And the guy in back thinks he and not the guys who work for him is the one with the metal feathers, because the wings take him where he wants to go and when.
I've flown numerous domestic G-V trips for and with a sports-team owner from Dallas, and don't think he has ever even looked in the cockpit, let alone spent any time there.
Many years ago I kept my plane in Harrison AR for a summer while I taught sailing on Table Rock Lake. I had a deal to trade ramping/fueling duties a few weekdays a month for hangar rent. One day a beautiful old straight tail 182 lands for fuel and I recognize the pilot because he was on the current Newsweek cover, Sam Walton. I came up to fuel him and said "I'd figure you'd be flying a G-IV (The G-V was not yet in existence IIRC)". His response was "Yeah, we got a couple of them and a few others, but I can't do with them what I can with this.", "What's that?","When I'm figuring out where to put a new store, I go fly around the general area for the day and watch the traffic patterns, that's how I determine what property to buy." I thought that was pretty nifty.
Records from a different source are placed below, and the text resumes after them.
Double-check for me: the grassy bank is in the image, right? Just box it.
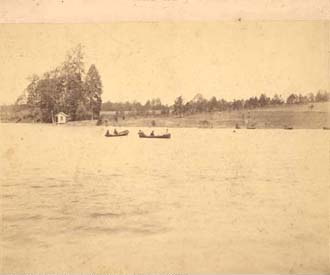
[65,102,330,129]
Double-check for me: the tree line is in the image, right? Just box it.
[102,90,329,116]
[102,98,169,115]
[16,45,103,122]
[173,91,329,115]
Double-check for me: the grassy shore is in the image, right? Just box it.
[65,102,330,129]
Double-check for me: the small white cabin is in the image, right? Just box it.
[55,112,68,124]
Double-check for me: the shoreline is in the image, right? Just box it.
[1,118,329,130]
[1,102,329,129]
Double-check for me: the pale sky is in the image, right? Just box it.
[0,22,328,105]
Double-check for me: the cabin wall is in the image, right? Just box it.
[56,115,66,124]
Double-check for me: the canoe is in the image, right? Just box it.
[323,127,330,130]
[284,126,293,130]
[138,132,171,139]
[105,130,129,137]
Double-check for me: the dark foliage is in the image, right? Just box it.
[16,45,103,122]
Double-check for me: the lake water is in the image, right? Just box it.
[0,124,329,274]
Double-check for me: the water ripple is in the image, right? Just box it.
[90,212,123,218]
[3,214,43,222]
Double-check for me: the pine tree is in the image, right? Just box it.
[85,64,103,120]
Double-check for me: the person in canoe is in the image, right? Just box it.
[114,128,118,135]
[150,130,154,136]
[138,130,145,137]
[105,129,110,136]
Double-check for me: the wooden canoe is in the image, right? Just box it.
[138,132,171,139]
[105,130,129,137]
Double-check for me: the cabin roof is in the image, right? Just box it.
[55,112,68,117]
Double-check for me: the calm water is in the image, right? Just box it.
[0,124,329,273]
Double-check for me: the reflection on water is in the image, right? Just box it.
[0,124,329,273]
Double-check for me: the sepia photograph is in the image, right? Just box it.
[0,1,329,274]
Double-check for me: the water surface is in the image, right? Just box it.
[0,124,329,273]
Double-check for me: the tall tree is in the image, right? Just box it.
[315,90,330,102]
[258,93,270,107]
[85,64,103,120]
[270,94,284,105]
[208,96,218,111]
[37,77,58,122]
[26,74,40,106]
[173,96,184,116]
[286,93,298,104]
[151,98,162,110]
[62,44,85,120]
[232,99,244,110]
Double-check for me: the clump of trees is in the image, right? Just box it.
[102,98,170,115]
[17,45,102,122]
[286,91,329,104]
[100,90,330,118]
[171,91,330,115]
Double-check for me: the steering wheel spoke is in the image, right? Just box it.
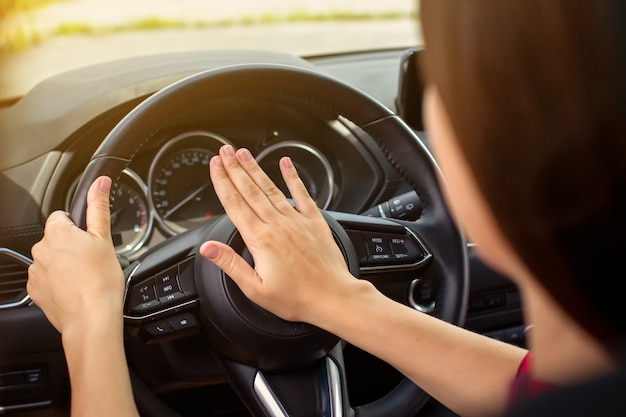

I thought Walton flew a 310. There was an AOPA article on it if I recall.
Doesn't mean he didn't have a 182, but I would have thought they'd have mentioned it in the article.
Fascinating guy. He's had to have about burrowed all the way to China from rolling over in his grave -- with what his kids did to his company.
I've got a great Warrior you can buy, for only 30K. It does not matter what you do, or how you go about doing it, aviation is going to get your money, one way or another. Whatever you think you want to spend per year, or how much you can afford, you should be pretty close if you double that figure.
What airport are you based at, where'd you get your training?
John
P.S. Any of you have significant others who refuse to fly with you?
Yeah - sort of. She's just not into flying, so it's nothing personal against me or any other pilot. My kids like riding along, though. I have to remind myself that not everyone is looking forward to climbing into a small airplane with someone they might see as an ameteur. So try to act as professional and courteous as you can when you have a non-pilot passenger. It gets frustrating when it's a nice day, and you ask your friends if anyone wants to tag along for a fun flight and nobody does.
Get used to it. Many people won't climb into a small plane even if Chuck Yeager were the pilot. It is not a reflection on you, it is just sometimes an emotional response, or perception of danger due to a number of societal factors.
I've had some co-workers/friends telling me they want to fly with me, then refuse, or come up with an excuse when the time actually comes. Then again, I've had pure strangers jump in and go at a moments notice.
What do most people do after getting their PPL? Join a club? Fly for fun for an hour? Take weekend trips? How much does the average Joe spend on flying a month after getting their PPL?
People are conditioned to the airline experience. ironically, I find that experience much more painful than stretching my legs across both sides of the cockpit as I fart ...
...along at 110knots, on a good day.